Susan Lampert Smith, whose Wisconsin State Journal column first told the public about Pro-Life Wisconsin's vicious and heartless attack on the family and caregivers of a Marine who died after being critically wounded in Iraq, writes about the response to that column:
It isn't too often that my mail makes me cry.

But that was how it went this week as friends and family of the late Marine Staff Sgt. Chad Simon called and wrote to thank me for my column Saturday about Pro-Life Wisconsin's horrifying attack on the hospice center that cared for him.

(In case you missed it, the Pro-Lifers put out a press release claiming that Simon was "murdered by those in charge of his medical care" because his feeding tube was removed when it was clear that he was not going to recover from a severe brain injury.)

I also heard from hospice workers, who wrote and talked about being moved by the devotion of his family during the long eight months between when the roadside bomb exploded in Iraq in November and his death on Aug. 4.

"The love we saw from his family touched us all," one worker wrote. "We will long remember and never forget him. He is burned in our hearts forever."

A high school friend of Chad Simon's wrote: "Chad made his wishes known before he left, and knowing Chad, he never would have wanted to exist in the condition he was in. . . . he trusted that Regina (his wife) would have the strength and love for him to carry out his wishes if the day ever came, and she did."

I heard from Regina Simon, too, and the pain in her voice is indescribable.

Despite what Pro-Life Wisconsin would have you believe, no one makes end-of-life decisions lightly. The people charged with legal power- of-attorney are saying goodbye to the loves of their lives, to their parents, to their best friends. Many families, like the Simons, are deeply religious and make these choices only after much prayer.

As hard as it is, most of want someone who loves us and knows us making those choices.

Pro-Life did back off on its most inflammatory charge, and I do have to give them credit for raising an issue that troubles many people.

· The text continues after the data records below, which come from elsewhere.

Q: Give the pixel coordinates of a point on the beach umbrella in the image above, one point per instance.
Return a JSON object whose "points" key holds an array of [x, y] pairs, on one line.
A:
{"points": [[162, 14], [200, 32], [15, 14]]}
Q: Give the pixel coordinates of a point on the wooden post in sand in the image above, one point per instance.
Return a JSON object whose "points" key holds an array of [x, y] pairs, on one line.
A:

Peggy Hamill of Pro-Life says her group's position is that "food and water are basic human rights," and that advanced directives shouldn't be used to cause death by removing them.

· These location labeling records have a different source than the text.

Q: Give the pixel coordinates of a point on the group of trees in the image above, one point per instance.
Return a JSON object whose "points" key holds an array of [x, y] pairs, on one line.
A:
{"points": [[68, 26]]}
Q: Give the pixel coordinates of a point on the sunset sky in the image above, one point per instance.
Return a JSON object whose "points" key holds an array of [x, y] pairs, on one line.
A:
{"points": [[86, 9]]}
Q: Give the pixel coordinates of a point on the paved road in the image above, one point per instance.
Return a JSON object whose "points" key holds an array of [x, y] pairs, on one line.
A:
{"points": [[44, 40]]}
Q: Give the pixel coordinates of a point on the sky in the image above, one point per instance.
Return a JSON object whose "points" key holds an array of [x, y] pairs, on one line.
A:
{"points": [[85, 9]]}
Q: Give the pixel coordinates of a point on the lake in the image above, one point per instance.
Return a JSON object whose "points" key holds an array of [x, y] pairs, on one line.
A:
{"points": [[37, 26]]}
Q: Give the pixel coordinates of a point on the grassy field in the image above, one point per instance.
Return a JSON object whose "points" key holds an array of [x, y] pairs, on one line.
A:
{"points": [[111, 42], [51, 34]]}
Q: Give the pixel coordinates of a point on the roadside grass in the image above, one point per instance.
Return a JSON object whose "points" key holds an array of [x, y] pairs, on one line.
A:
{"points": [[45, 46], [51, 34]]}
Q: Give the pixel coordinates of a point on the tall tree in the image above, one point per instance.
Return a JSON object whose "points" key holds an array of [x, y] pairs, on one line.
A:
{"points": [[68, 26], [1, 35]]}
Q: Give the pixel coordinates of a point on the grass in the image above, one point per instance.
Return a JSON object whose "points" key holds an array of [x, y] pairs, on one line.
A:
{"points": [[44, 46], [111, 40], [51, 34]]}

I disagree. The whole purpose of advanced directives is to give people some sense of control over their own destinies. One of the most moving letters on Chad Simon came from a Madison woman named Ellen Esser.

Like all of us, she's going to die.

Unlike most of us, she's put some thought into it since being diagnosed with incurable ovarian cancer in 2001. She has both a living will and a health-care power of attorney, a legal document PLW called "a suicide note."

"What a slap in the face to the Simon family and all families . . . who have carefully chosen what we wish and what we don't wish in case of severe illness and injury," Esser wrote. "How dare they call what I have a suicide note?"

I called Esser, who is still doing well despite her diagnosis, and we talked about both our desires to have some control over our last hours.

Here's what she had to say:

"I hope they will learn that pro-life means letting go, as well and that pro-life should be respectful. I hope that this group is no where near hospice when I die."
A piece I posted here earlier has more details and a link to her original column.